• August 11th, 2009

    My Very Own GIT Manual

    GIT confuses the hell out of me. I’m used to Subversion and Vault, and the translation isn’t always clear. Thankfully, there’s GitHub which makes it super easy to jump into using GIT.

    Unfortunately I constantly forget how to do simple tasks, not to speak of complex ones. This post is going to serve as my very own GIT manual so I can make these translations easily and not have to remember the intricacies.
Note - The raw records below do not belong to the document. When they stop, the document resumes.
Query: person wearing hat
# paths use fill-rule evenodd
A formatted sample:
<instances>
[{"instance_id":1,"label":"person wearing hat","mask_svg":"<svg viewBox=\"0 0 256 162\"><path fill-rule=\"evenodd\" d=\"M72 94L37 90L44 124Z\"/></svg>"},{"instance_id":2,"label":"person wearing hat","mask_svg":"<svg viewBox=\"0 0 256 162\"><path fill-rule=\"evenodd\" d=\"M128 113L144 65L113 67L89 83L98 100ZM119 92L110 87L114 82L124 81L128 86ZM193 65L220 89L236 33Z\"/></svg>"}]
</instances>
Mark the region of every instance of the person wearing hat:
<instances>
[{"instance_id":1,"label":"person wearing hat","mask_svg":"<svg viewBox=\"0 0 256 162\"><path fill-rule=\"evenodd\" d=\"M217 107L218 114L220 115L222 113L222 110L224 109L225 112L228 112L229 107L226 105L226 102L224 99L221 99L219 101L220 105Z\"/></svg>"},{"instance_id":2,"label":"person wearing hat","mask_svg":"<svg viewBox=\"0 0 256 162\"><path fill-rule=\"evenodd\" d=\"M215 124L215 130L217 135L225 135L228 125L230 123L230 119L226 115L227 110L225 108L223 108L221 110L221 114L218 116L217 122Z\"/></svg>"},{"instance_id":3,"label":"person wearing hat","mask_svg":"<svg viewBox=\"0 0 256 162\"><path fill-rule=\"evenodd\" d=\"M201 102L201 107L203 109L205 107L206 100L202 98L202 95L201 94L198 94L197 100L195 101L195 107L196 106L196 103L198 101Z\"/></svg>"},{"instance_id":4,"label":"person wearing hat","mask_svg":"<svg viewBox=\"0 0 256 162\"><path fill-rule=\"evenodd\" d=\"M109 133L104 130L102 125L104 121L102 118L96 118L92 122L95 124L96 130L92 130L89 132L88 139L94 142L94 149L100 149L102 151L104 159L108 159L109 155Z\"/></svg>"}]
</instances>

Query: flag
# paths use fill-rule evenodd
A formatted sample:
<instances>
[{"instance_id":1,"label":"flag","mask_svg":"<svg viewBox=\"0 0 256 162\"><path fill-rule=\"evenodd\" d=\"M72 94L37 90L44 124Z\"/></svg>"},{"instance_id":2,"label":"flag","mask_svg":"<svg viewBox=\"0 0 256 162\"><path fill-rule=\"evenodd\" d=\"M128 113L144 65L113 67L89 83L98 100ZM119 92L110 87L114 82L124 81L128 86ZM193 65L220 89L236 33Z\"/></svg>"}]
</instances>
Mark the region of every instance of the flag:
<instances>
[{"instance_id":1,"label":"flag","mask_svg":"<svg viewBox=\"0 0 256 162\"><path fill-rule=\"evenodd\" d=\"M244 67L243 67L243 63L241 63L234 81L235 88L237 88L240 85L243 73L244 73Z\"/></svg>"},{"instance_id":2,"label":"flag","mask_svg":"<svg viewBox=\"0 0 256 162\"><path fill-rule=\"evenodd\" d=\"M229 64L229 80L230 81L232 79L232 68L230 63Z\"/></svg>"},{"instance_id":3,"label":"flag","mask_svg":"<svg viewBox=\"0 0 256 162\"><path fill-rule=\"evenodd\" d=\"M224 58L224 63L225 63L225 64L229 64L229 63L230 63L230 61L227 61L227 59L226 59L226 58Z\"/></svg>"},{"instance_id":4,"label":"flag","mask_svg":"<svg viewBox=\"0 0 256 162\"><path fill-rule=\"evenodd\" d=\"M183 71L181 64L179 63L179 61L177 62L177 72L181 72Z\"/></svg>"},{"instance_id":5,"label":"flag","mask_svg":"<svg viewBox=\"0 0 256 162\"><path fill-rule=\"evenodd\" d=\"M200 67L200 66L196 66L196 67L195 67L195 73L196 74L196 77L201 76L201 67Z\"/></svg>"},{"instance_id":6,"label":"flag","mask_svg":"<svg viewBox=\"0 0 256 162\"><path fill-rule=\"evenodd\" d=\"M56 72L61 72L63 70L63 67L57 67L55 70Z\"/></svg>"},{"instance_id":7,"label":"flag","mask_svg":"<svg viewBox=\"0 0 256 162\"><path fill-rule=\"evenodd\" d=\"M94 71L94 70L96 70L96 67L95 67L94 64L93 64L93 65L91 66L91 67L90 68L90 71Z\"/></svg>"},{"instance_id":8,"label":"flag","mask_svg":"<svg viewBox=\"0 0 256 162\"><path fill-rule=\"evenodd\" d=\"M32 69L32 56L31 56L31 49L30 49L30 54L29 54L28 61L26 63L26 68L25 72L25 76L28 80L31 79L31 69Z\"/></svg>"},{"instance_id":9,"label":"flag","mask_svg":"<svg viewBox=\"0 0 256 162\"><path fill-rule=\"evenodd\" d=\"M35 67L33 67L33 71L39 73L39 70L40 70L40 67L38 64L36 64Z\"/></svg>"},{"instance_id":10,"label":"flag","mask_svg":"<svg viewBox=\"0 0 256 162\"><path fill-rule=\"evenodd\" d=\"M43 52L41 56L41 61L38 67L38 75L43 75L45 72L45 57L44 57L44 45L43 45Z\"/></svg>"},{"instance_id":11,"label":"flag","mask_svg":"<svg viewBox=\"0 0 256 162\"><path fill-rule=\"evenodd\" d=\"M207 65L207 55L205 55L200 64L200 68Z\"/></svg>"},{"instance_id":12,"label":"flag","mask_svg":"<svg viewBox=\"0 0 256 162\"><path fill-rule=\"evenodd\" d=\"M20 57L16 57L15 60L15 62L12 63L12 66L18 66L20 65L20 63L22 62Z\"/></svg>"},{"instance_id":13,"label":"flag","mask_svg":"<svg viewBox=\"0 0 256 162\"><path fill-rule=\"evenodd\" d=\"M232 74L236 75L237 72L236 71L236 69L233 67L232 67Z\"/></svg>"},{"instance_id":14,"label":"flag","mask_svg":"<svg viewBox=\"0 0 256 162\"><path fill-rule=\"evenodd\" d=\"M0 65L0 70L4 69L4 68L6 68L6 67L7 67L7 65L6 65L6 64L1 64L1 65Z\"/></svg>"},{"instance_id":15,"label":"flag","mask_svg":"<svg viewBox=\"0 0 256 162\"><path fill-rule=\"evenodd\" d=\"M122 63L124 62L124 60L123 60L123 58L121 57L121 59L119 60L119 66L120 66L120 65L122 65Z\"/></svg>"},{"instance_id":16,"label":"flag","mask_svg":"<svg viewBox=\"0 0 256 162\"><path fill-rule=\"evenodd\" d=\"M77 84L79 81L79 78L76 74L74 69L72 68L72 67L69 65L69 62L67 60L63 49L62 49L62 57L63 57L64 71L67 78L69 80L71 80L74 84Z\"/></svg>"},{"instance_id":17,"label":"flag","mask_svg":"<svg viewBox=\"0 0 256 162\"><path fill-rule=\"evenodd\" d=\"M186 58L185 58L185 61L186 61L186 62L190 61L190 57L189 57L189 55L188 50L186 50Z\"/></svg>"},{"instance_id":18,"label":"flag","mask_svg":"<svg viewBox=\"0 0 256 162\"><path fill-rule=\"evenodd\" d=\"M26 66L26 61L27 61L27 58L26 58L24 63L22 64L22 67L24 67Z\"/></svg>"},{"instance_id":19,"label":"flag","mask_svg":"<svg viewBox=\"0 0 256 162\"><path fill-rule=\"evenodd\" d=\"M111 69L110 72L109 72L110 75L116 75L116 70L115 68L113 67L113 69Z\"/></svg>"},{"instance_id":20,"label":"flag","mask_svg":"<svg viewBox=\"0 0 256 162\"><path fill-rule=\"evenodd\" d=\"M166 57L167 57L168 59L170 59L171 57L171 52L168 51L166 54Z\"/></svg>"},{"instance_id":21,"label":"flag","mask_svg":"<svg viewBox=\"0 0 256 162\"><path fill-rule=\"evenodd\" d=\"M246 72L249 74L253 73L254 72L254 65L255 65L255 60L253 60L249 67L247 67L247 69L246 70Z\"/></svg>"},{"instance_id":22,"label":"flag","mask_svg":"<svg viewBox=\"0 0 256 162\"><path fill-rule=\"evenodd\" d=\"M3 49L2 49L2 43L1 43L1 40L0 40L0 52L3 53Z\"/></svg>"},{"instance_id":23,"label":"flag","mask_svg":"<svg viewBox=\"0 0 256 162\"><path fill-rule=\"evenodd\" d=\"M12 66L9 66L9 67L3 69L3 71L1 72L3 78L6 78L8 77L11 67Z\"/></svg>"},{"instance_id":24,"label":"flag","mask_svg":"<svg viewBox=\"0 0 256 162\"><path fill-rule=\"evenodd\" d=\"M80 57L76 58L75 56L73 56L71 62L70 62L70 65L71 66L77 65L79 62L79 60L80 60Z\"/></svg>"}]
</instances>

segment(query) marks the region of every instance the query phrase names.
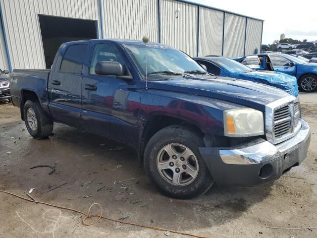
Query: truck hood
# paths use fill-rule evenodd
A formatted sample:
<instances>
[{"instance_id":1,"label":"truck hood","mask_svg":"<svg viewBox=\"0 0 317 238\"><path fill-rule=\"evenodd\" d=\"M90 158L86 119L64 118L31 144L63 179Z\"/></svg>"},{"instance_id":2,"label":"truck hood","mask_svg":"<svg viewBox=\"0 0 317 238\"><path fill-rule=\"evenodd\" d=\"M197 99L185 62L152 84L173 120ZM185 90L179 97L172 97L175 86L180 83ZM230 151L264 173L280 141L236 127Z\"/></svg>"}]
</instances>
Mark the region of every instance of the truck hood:
<instances>
[{"instance_id":1,"label":"truck hood","mask_svg":"<svg viewBox=\"0 0 317 238\"><path fill-rule=\"evenodd\" d=\"M158 89L196 95L237 103L262 111L265 106L289 94L261 83L226 78L201 76L176 76L151 80L149 89Z\"/></svg>"},{"instance_id":2,"label":"truck hood","mask_svg":"<svg viewBox=\"0 0 317 238\"><path fill-rule=\"evenodd\" d=\"M245 73L245 76L253 82L273 86L298 97L297 79L293 76L280 72L255 70Z\"/></svg>"}]
</instances>

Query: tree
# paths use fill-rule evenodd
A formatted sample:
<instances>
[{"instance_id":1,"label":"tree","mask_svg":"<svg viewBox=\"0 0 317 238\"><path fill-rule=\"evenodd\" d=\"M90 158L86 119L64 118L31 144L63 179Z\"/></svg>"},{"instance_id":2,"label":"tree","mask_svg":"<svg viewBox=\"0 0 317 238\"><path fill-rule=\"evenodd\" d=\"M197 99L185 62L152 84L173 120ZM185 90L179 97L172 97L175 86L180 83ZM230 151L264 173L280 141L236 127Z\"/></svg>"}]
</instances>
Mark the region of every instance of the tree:
<instances>
[{"instance_id":1,"label":"tree","mask_svg":"<svg viewBox=\"0 0 317 238\"><path fill-rule=\"evenodd\" d=\"M277 51L277 45L279 44L279 41L278 40L275 40L270 45L269 45L269 48L268 50L270 51Z\"/></svg>"}]
</instances>

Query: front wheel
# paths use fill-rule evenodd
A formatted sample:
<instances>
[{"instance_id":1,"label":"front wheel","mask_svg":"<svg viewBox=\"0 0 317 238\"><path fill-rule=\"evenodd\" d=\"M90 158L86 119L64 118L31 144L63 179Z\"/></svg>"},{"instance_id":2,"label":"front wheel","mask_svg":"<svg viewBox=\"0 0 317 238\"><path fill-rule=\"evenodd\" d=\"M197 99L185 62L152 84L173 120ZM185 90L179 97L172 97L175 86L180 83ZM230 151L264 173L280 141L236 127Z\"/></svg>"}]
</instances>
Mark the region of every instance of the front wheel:
<instances>
[{"instance_id":1,"label":"front wheel","mask_svg":"<svg viewBox=\"0 0 317 238\"><path fill-rule=\"evenodd\" d=\"M181 199L203 194L213 183L198 147L204 143L189 127L170 126L150 140L144 166L150 179L167 196Z\"/></svg>"},{"instance_id":2,"label":"front wheel","mask_svg":"<svg viewBox=\"0 0 317 238\"><path fill-rule=\"evenodd\" d=\"M299 79L299 88L302 92L315 92L317 90L317 76L306 74Z\"/></svg>"},{"instance_id":3,"label":"front wheel","mask_svg":"<svg viewBox=\"0 0 317 238\"><path fill-rule=\"evenodd\" d=\"M23 107L24 122L29 133L36 139L43 139L52 134L53 122L44 113L40 103L27 101Z\"/></svg>"}]
</instances>

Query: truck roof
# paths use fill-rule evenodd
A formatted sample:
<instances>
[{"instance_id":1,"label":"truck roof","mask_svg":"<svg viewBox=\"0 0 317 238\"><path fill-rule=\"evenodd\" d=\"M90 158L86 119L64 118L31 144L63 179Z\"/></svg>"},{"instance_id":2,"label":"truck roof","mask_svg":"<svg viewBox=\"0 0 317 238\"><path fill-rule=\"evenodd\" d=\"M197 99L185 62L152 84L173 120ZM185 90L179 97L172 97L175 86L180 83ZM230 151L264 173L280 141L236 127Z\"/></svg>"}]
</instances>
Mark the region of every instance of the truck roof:
<instances>
[{"instance_id":1,"label":"truck roof","mask_svg":"<svg viewBox=\"0 0 317 238\"><path fill-rule=\"evenodd\" d=\"M65 45L72 45L76 43L87 43L87 42L111 42L116 44L140 44L140 43L144 43L143 41L141 40L128 40L128 39L95 39L92 40L82 40L80 41L70 41L68 42L66 42L64 43ZM157 42L149 42L149 44L155 44L158 45L165 45L160 43L158 43Z\"/></svg>"}]
</instances>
    Updating your local repositories with remote changes: git pull

    To get the latest changes from your remote repository merged into your local master, run git pull. This is pretty much the same as running git fetch then git merge origin/master. Think of this as the GIT version of svn:update or Vault’s “Get Latest”.

    git pull
    

    Pushing local changes to your remote repository

    git add 'your file name'  #do this for each file or folder with changes
    git commit -a -m 'Your commit message'
    git push origin master
    

    Rejected!

    If a push to your remote repository gets rejected, it’s probably because remote files have been changed since you last used git pull. Run git pull then git push origin/master again. With any luck you should be in business.

    Push master to origin/master

    git push origin master
    > To git@github.com:<username>/<reponame>.git
    >  ! [rejected]        master -> master (non-fast forward)
    > error: failed to push some refs to 'git@github.com:<username>/<reponame>.git'
    

    Damn! Shit’s broke! Pull again then re-try your push!

    git pull
    > Merge made by recursive.
    
    git push origin master
    > Counting objects: 10, done.
    > Compressing objects: 100% (5/5), done.
    > Writing objects: 100% (6/6), 814 bytes, done.
    > Total 6 (delta 1), reused 0 (delta 0)
    > To git@github.com:<username>/<reponame>.git
    >    65a1527..79239e9  master -> master
    

    It worked!

    Updating your fork of another user’s repository

    get fetch origin
    git fetch upstream
    git merge upstream/master
    git push origin master
    

    There’s probably an easier way to do that, but I haven’t figured out as of this writing.

    Posted in Code/Projects, git | 2 Comments »

2 Comments »

  1. Avram Eisner  |  August 11, 2009   4:14 pm

    Good idea. One minor thing… I think that the -a option on ‘git commit’ automatically adds all updates so you don’t have to run ‘git add’ first.